We retitled our truck at the tax collectors office in St. Lucie County. We were told that we could do it there or at the Department of Motor Vehicles. Every phone call I made looking for information got me a different answer. The Tax Collectors office kept telling me that when we changed the title from Ohio, our previous carrier was based there, we would lose our insurance. It took five phone calls to confirm that no we would not lose the insurance.
Lineups at the DMV for walk-ins are usually lengthy, so we picked the tax collectors office even though we weren’t sure they knew what they were doing. We picked right. No lineups. They have a Sheriff’s department officer on hand to verify the VIN number and odometer reading for the truck. They, of course, asked about the insurance and I told them the Motor Carrier Commission said I had valid insurance. I flashed the certificate.
“That’s good enough for me,” the cashier said handing me a receipt for the $88.25 fee. Step one complete.
A week later we dropped a load in Orlando and bobtailed to the tag agency. We discovered that if we tried to register the vehicle, sending the documents to the state by FedEx or mail, we could be shutdown, unable to move the truck for up to a week, that was not an option. It had to happen in person. If we used the tag agency in St. Pete it could happen in one day, but only if all the documents were correct.
Every time we talked to someone we got another morsel of information.
Our membership to OOIDA was more valuable than gold. Staff in several departments, truck insurance, permits and licenses and compliance, spent considerable time with me on the telephone answering and explaining.
We learned that a big truck must have a valid signed lease and be “operated by” a motor carrier with a USDOT number to be driven legally unless the big truck owner has her own authority and her own USDOT number. Our USDOT number is for registration purposes only, not one that gives authority to run.
The license plates are not legal unless the big truck is physically carrying the lease in the tractor cab as well as a primary liability insurance certificate from the motor carrier. We also need a separate liability policy when traveling bobtail-only, which we pay for. We cannot legally be on the streets without an IFTA sticker, which is the program that distributes all the states and provinces their portion of the fuel tax that we pay to drive on the highways. We cannot be legally on the road without a paid Form 2290, which is the Heavy Use Highway Tractor tax, $550 per year.
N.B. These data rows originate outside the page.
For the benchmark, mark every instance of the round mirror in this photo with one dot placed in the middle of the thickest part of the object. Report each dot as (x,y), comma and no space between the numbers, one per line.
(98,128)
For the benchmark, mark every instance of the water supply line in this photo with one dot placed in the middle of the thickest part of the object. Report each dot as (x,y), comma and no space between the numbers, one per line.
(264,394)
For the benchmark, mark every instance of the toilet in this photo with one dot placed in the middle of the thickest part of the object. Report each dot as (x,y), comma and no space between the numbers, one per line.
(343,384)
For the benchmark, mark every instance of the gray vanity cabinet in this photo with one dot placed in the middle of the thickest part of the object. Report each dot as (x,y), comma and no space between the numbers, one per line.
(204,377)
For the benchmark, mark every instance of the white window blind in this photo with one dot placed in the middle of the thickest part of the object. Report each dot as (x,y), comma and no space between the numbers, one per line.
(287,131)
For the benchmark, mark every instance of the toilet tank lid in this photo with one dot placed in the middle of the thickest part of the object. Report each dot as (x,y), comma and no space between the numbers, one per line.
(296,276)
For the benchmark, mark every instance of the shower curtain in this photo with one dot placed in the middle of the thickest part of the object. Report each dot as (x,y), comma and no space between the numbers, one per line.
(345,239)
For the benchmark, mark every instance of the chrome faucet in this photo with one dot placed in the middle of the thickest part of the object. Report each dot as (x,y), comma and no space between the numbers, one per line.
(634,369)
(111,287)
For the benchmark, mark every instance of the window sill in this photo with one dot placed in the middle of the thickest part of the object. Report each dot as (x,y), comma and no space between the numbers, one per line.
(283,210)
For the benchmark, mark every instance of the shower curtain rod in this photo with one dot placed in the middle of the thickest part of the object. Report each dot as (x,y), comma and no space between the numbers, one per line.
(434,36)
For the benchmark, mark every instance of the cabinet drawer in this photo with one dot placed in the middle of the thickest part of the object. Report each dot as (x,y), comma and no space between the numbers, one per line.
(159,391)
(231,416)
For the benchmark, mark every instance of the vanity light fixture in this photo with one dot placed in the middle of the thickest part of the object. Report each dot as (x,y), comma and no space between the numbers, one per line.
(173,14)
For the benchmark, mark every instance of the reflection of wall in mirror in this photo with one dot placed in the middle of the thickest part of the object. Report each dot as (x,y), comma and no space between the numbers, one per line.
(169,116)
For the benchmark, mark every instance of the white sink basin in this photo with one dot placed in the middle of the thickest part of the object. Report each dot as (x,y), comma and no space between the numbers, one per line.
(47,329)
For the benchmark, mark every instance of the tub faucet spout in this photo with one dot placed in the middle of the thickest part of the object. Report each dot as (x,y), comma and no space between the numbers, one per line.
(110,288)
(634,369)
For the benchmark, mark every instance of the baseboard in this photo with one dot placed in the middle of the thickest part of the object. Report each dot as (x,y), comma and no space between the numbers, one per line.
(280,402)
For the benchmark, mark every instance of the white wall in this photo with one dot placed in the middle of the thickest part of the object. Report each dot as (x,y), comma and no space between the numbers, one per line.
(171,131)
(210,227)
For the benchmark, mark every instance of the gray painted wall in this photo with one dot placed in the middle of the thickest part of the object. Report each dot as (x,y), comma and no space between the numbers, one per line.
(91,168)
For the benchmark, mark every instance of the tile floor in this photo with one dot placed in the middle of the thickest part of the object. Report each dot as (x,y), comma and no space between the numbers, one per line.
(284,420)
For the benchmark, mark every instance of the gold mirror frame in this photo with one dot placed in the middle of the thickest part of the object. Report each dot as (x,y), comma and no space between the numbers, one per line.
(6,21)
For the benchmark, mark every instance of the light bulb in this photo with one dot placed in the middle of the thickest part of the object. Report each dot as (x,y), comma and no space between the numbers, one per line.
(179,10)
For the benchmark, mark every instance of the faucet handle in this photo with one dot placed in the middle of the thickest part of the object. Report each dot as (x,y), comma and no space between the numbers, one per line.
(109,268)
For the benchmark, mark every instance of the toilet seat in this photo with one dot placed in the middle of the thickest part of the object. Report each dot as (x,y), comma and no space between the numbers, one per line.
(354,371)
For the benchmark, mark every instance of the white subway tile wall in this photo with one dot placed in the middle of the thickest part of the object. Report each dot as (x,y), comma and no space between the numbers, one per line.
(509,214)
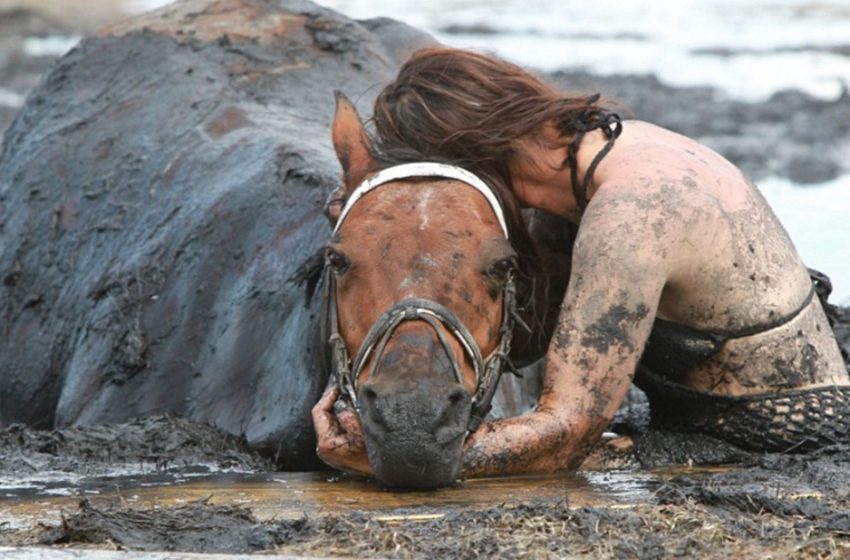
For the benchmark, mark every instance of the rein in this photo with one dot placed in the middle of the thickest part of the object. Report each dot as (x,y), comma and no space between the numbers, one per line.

To operate legally, we must also have the name of the company that we are “operated by” on the door of the tractor and that company’s USDOT number. There are no rules for the size of type, only that the USDOT number must be read from 50 feet when standing still. There are no specs on the eyesight of the person standing 50 feet away.
Is your head spinning? This is supposedly an unregulated industry. With title and registration in hand, we were ready to sign onto our new carrier.
Last Thursday, May 5, it was like being in a spy movie. We pulled into the terminal at 1100, we had picked up the package of permits, licenses, insurance, stickers and decals sent by FedEx Custom Critical, had the shop strip out the Qualcomm, we scrubbed off the old decals on the truck, handed in all the equipment, got a receipt, applied the new decals and tractor number and at 1400 drove away with new identity.
P.S. When I read McGyver’s this post before posting, his only comment was “I didn’t get any cake.”